The selection criteria of the respondents assumed a well-defined course. According to Hodges (2016), the difference between a mere viewer and a fanatic is notable through their social behavior and group interactions (Hodges 412). The respondents selected had similar characteristics of wearing team-oriented colors and carrying items such as whistles. The fanatics were also identifiable from the restless behavior they portrayed. There were scenes of people screaming, singing, and chanting team songs. The supporters of one team joined to raise their voice in a bid to counter the other team’s songs. They displayed behaviors of a verbal altercation against the opposing team’s supporters. There was, however, no physical engagement.

After interviewing them, the fanatics expressed numerous but similar perspectives on life, society, and identity. The interview questions included:

  1. How long have you been a football fan?
  2. Approximately how much do you spend on football-related activities every year?
  3. Have you ever engaged in physical altercation due to football-related matters? If so, why?
  4. How many times have you ever traveled for an away game?
  5. Do you support other sports the way you do football?

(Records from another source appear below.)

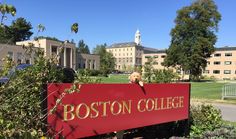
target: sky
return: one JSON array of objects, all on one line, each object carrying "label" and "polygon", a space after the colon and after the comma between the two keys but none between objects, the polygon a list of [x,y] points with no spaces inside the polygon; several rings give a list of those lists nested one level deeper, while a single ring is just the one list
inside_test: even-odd
[{"label": "sky", "polygon": [[[134,41],[137,29],[143,46],[166,49],[170,45],[170,31],[174,28],[177,10],[189,6],[193,0],[0,0],[17,9],[6,24],[18,17],[31,22],[34,36],[37,25],[46,30],[39,36],[60,40],[83,39],[90,50],[99,44]],[[236,0],[215,0],[222,15],[215,47],[236,46]],[[77,22],[79,31],[71,33]]]}]

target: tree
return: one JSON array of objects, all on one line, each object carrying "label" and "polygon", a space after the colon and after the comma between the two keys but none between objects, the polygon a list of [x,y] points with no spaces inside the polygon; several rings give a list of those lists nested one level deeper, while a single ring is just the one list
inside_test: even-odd
[{"label": "tree", "polygon": [[100,70],[103,75],[111,73],[115,68],[115,58],[113,55],[106,51],[106,44],[97,45],[93,53],[100,55]]},{"label": "tree", "polygon": [[79,41],[77,49],[80,53],[90,54],[89,47],[84,43],[84,40]]},{"label": "tree", "polygon": [[12,21],[10,26],[3,25],[0,27],[0,42],[15,44],[17,41],[28,40],[33,32],[31,23],[20,17]]},{"label": "tree", "polygon": [[2,26],[3,20],[7,19],[6,14],[11,14],[12,16],[16,15],[16,8],[13,5],[0,3],[0,13],[1,13],[0,25]]},{"label": "tree", "polygon": [[214,52],[221,15],[213,0],[197,0],[177,12],[165,66],[180,67],[198,80]]},{"label": "tree", "polygon": [[145,62],[144,65],[144,79],[146,82],[151,83],[153,75],[153,58],[149,57],[147,60],[148,61]]},{"label": "tree", "polygon": [[12,42],[14,43],[17,41],[29,40],[33,34],[33,32],[30,31],[32,29],[31,23],[27,22],[23,17],[17,18],[13,21],[10,29]]}]

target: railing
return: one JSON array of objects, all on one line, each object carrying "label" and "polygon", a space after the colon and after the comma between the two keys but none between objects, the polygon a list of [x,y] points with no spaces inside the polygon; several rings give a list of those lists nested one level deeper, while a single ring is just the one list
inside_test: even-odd
[{"label": "railing", "polygon": [[236,98],[236,84],[225,84],[222,87],[222,99]]}]

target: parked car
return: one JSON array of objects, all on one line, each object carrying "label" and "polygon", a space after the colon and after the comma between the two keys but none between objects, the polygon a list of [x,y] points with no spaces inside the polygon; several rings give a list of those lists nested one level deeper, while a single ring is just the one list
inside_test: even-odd
[{"label": "parked car", "polygon": [[7,76],[0,77],[0,85],[5,84],[9,81],[9,79],[14,75],[16,70],[24,70],[27,67],[31,66],[31,64],[19,64],[15,68],[12,68]]}]

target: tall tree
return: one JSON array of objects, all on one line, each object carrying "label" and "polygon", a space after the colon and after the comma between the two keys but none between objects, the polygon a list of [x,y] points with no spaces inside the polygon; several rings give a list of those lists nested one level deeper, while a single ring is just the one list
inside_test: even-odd
[{"label": "tall tree", "polygon": [[197,0],[177,12],[165,66],[180,67],[198,80],[214,52],[221,15],[213,0]]},{"label": "tall tree", "polygon": [[100,55],[100,70],[104,75],[111,73],[115,68],[115,58],[106,51],[106,44],[97,45],[93,50],[93,54]]},{"label": "tall tree", "polygon": [[33,32],[31,23],[20,17],[12,21],[10,26],[4,25],[0,27],[0,43],[12,43],[17,41],[28,40]]},{"label": "tall tree", "polygon": [[10,4],[2,4],[0,3],[0,15],[1,15],[1,21],[0,25],[3,25],[3,21],[7,19],[7,14],[11,14],[12,16],[16,15],[16,8],[13,5]]},{"label": "tall tree", "polygon": [[80,40],[78,43],[78,51],[84,54],[90,54],[89,47],[84,43],[84,40]]},{"label": "tall tree", "polygon": [[32,25],[30,22],[27,22],[23,17],[17,18],[12,22],[11,26],[12,42],[29,40],[33,32]]}]

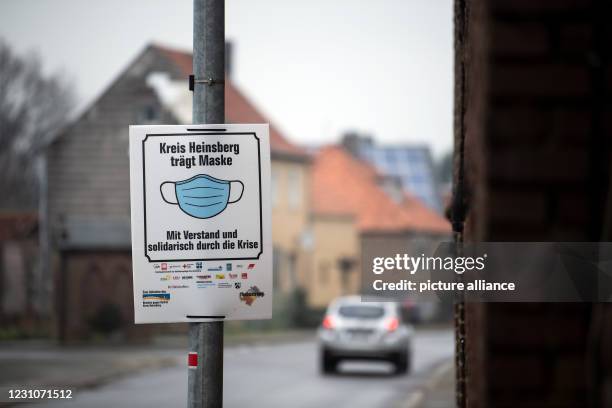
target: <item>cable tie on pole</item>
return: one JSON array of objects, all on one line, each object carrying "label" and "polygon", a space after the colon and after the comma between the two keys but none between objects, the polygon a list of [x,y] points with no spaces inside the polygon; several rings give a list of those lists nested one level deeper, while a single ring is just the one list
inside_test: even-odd
[{"label": "cable tie on pole", "polygon": [[195,88],[195,84],[205,84],[208,86],[213,85],[225,85],[224,79],[214,79],[212,77],[208,77],[206,79],[195,79],[194,75],[189,75],[189,90],[193,92]]}]

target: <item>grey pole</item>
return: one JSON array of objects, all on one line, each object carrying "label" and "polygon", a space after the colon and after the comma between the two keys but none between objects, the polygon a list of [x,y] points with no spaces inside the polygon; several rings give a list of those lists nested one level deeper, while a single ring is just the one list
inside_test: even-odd
[{"label": "grey pole", "polygon": [[[193,1],[193,75],[193,123],[224,123],[224,0]],[[211,79],[212,84],[199,82]]]},{"label": "grey pole", "polygon": [[[193,1],[193,75],[193,123],[224,123],[224,0]],[[188,369],[188,407],[221,408],[223,322],[190,323],[189,351],[198,363]]]}]

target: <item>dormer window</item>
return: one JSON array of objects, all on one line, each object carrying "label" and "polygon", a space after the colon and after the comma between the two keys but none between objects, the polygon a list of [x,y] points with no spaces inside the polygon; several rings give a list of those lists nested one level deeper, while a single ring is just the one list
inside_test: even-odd
[{"label": "dormer window", "polygon": [[140,116],[139,122],[142,122],[142,123],[152,123],[152,122],[156,122],[159,119],[158,109],[151,104],[145,105],[140,115],[141,116]]}]

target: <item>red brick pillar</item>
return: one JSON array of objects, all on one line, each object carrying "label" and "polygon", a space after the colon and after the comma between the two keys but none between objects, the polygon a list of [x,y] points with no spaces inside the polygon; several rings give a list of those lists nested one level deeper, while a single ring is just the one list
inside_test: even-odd
[{"label": "red brick pillar", "polygon": [[[610,240],[610,2],[456,1],[467,16],[455,126],[466,137],[466,241]],[[599,361],[612,334],[593,323],[596,308],[471,305],[468,406],[610,406]]]}]

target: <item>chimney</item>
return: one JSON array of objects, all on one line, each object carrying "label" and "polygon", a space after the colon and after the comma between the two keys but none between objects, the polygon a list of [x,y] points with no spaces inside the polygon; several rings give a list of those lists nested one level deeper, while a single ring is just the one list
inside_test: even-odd
[{"label": "chimney", "polygon": [[342,135],[342,146],[355,157],[359,157],[363,147],[370,147],[374,144],[372,137],[361,135],[356,131],[348,131]]}]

Why or why not?
  6. If a close friend or relative decided to get married on the day of a championship game that your team was playing in and you had tickets to the game, would you go to the game or would you go to the wedding?

A majority of them said that they spent more than $3000 every year and have been fanatics for a considerably long period. 40% had, at least once, engaged in physical fights, but a significant majority had several counts of verbal engagements against opposing team’s supporters. About 70% of them had at least three experiences of traveling for away matches. Only one of the respondents supported other sports with the zeal he had for football. Most female fanatics explained that they felt all right associating themselves with the teams despite it being considered a man’s game. A significant majority chose not to answer the last question, citing that it required a meditation session so they could not respond right away.

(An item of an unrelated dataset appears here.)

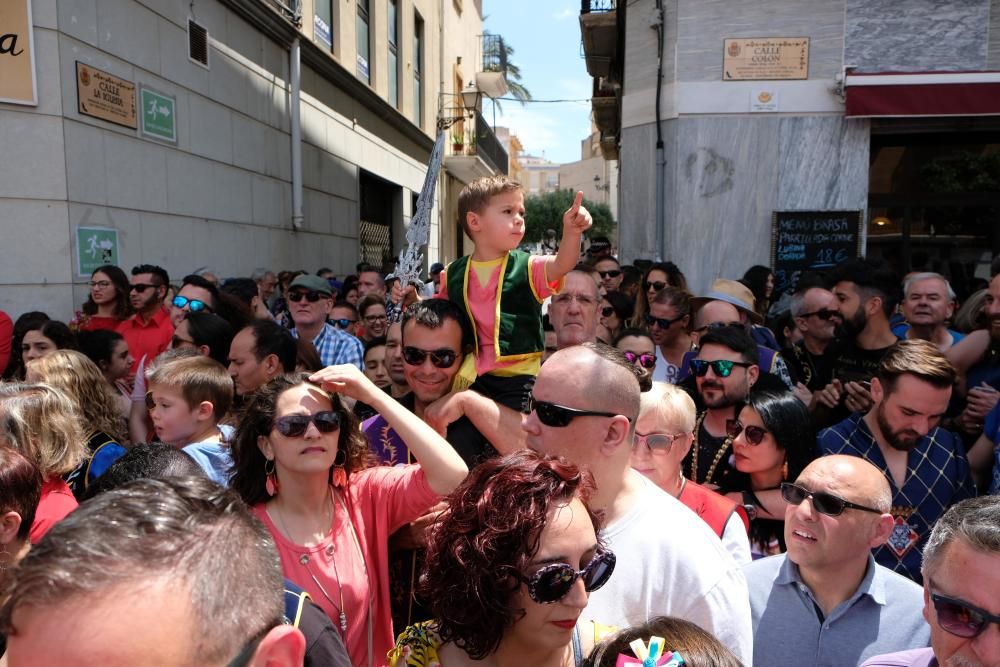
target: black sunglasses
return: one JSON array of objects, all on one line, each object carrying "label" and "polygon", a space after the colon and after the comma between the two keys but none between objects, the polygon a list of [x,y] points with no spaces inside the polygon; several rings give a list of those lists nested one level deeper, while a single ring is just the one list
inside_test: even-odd
[{"label": "black sunglasses", "polygon": [[821,320],[829,320],[832,317],[840,317],[840,311],[833,310],[831,308],[821,308],[819,310],[814,310],[811,313],[802,313],[799,317],[812,317],[813,315]]},{"label": "black sunglasses", "polygon": [[730,361],[729,359],[716,359],[715,361],[705,361],[704,359],[691,360],[691,372],[698,377],[705,377],[709,366],[712,367],[712,372],[720,378],[727,378],[732,375],[735,367],[749,368],[753,364],[748,364],[745,361]]},{"label": "black sunglasses", "polygon": [[337,327],[338,329],[346,329],[347,327],[357,322],[357,320],[349,320],[346,317],[341,317],[340,319],[330,320],[330,321],[333,322],[333,326]]},{"label": "black sunglasses", "polygon": [[622,274],[621,269],[611,269],[610,271],[598,271],[597,275],[603,278],[617,278]]},{"label": "black sunglasses", "polygon": [[528,584],[528,595],[538,604],[553,604],[569,594],[577,579],[583,579],[583,588],[588,593],[608,583],[615,571],[615,555],[611,551],[598,551],[582,570],[569,563],[551,563],[541,567],[531,577],[521,575],[521,581]]},{"label": "black sunglasses", "polygon": [[288,300],[293,303],[298,303],[299,301],[302,301],[302,299],[305,299],[309,303],[316,303],[325,296],[327,295],[315,290],[309,290],[308,292],[289,292]]},{"label": "black sunglasses", "polygon": [[287,415],[274,420],[274,429],[286,438],[301,438],[309,424],[320,433],[333,433],[340,428],[340,413],[326,410],[314,415]]},{"label": "black sunglasses", "polygon": [[145,292],[146,290],[148,290],[150,287],[152,287],[153,289],[156,289],[159,286],[160,285],[158,283],[134,283],[134,284],[128,286],[128,290],[130,292],[138,292],[139,294],[142,294],[143,292]]},{"label": "black sunglasses", "polygon": [[601,317],[611,317],[615,314],[614,306],[604,306],[601,308]]},{"label": "black sunglasses", "polygon": [[410,366],[420,366],[427,357],[431,358],[431,363],[437,368],[451,368],[458,359],[455,350],[442,348],[440,350],[421,350],[419,347],[404,347],[403,361]]},{"label": "black sunglasses", "polygon": [[784,498],[785,502],[789,505],[799,505],[806,498],[812,498],[813,509],[820,514],[826,514],[827,516],[840,516],[844,513],[845,509],[855,509],[863,512],[882,514],[882,512],[873,507],[865,507],[864,505],[852,503],[839,496],[835,496],[832,493],[825,493],[823,491],[813,493],[808,489],[803,489],[801,486],[790,482],[781,483],[781,497]]},{"label": "black sunglasses", "polygon": [[642,320],[643,320],[643,322],[646,323],[647,327],[653,328],[653,325],[655,324],[656,326],[660,327],[661,329],[666,329],[667,327],[669,327],[674,322],[680,322],[683,319],[684,319],[684,315],[681,315],[680,317],[675,317],[672,320],[668,320],[665,317],[653,317],[649,313],[646,313],[645,315],[642,316]]},{"label": "black sunglasses", "polygon": [[644,280],[643,283],[642,283],[642,289],[646,290],[647,292],[649,291],[650,287],[652,287],[654,290],[656,290],[657,292],[659,292],[661,289],[663,289],[666,286],[667,286],[667,283],[664,282],[664,281],[662,281],[662,280],[654,280],[653,282],[650,282],[648,280]]},{"label": "black sunglasses", "polygon": [[576,417],[617,417],[616,412],[597,412],[594,410],[578,410],[567,408],[565,405],[556,405],[548,401],[536,400],[534,395],[528,396],[528,414],[535,412],[538,421],[546,426],[562,428],[569,426],[569,423]]},{"label": "black sunglasses", "polygon": [[676,433],[671,435],[669,433],[650,433],[649,435],[635,434],[635,445],[636,447],[645,445],[649,453],[653,452],[669,452],[670,447],[673,446],[674,440],[684,435],[683,433]]},{"label": "black sunglasses", "polygon": [[695,329],[698,333],[705,333],[706,331],[718,331],[719,329],[726,329],[732,327],[734,329],[743,329],[742,322],[710,322],[703,327],[698,327]]},{"label": "black sunglasses", "polygon": [[760,426],[744,426],[738,419],[726,420],[726,435],[736,438],[740,433],[746,433],[746,441],[751,445],[759,445],[767,435],[767,429]]},{"label": "black sunglasses", "polygon": [[212,312],[212,307],[201,299],[189,299],[186,296],[181,296],[180,294],[174,297],[172,303],[176,308],[188,306],[192,313],[198,313],[203,310],[207,310],[210,313]]},{"label": "black sunglasses", "polygon": [[253,660],[254,653],[257,652],[257,647],[260,646],[262,641],[264,641],[264,637],[267,636],[267,633],[279,625],[282,625],[282,623],[282,621],[274,621],[251,637],[250,641],[244,644],[243,648],[240,649],[240,652],[237,653],[232,660],[226,663],[226,667],[247,667],[247,665],[250,664],[250,661]]},{"label": "black sunglasses", "polygon": [[931,601],[937,611],[938,625],[956,637],[972,639],[981,635],[990,623],[1000,624],[1000,615],[983,611],[965,600],[931,593]]},{"label": "black sunglasses", "polygon": [[623,352],[625,358],[628,359],[630,364],[639,362],[639,365],[643,368],[652,368],[656,365],[656,355],[655,354],[636,354],[635,352]]}]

Football fanaticism is part of society. In the negative aspect, some extremists of the sport disturb other people and affect their lives when they engage in physical. Some of the pressing issues associated with the same are physical injuries, deaths, verbal bullying, and inter-personal bitterness. The fanatics are, however, more interested in the sport than in engaging in violence (Dogari, Apuke, & Shadrach 2). From a positive perspective, football fanaticism is an exciting experience that offers comfort, leisure, and integrates people. It is, therefore, a vital sub-culture that has numerous benefits in society.

In conflict theory, football fanatics face exclusion and political powerlessness. A significant majority of the devotees have a low-class background (‘Subcultures and Sociology‘ 1). In cases of conflict, the fanatics have to protect themselves using hooligan means as a way of survival. In contrast, the facilitators of football matches are usually wealthy persons and companies who wish to promote their products. The environment in which people grow has a significant influence on their level of fanaticism (Hodges 415). Those who come from poor settings have a higher chance of exhibiting football hooliganism than those whose backgrounds are well-up.


The research indicates that football fanaticism is an existent sub-culture. Beginning from Europe, the sub-culture has been in existence for many centuries. In contemporary society, it is deeply rooted in many places around the world. The sub-culture is an integral part of the community, owing to the benefits accrued. It is an essential part of society. There are, however, negativities associated with the sub-culture, such as physical and psychological harm. With the changes being effected regarding the rules of engagement, the sub-culture is likely to spread more but with fewer negativities.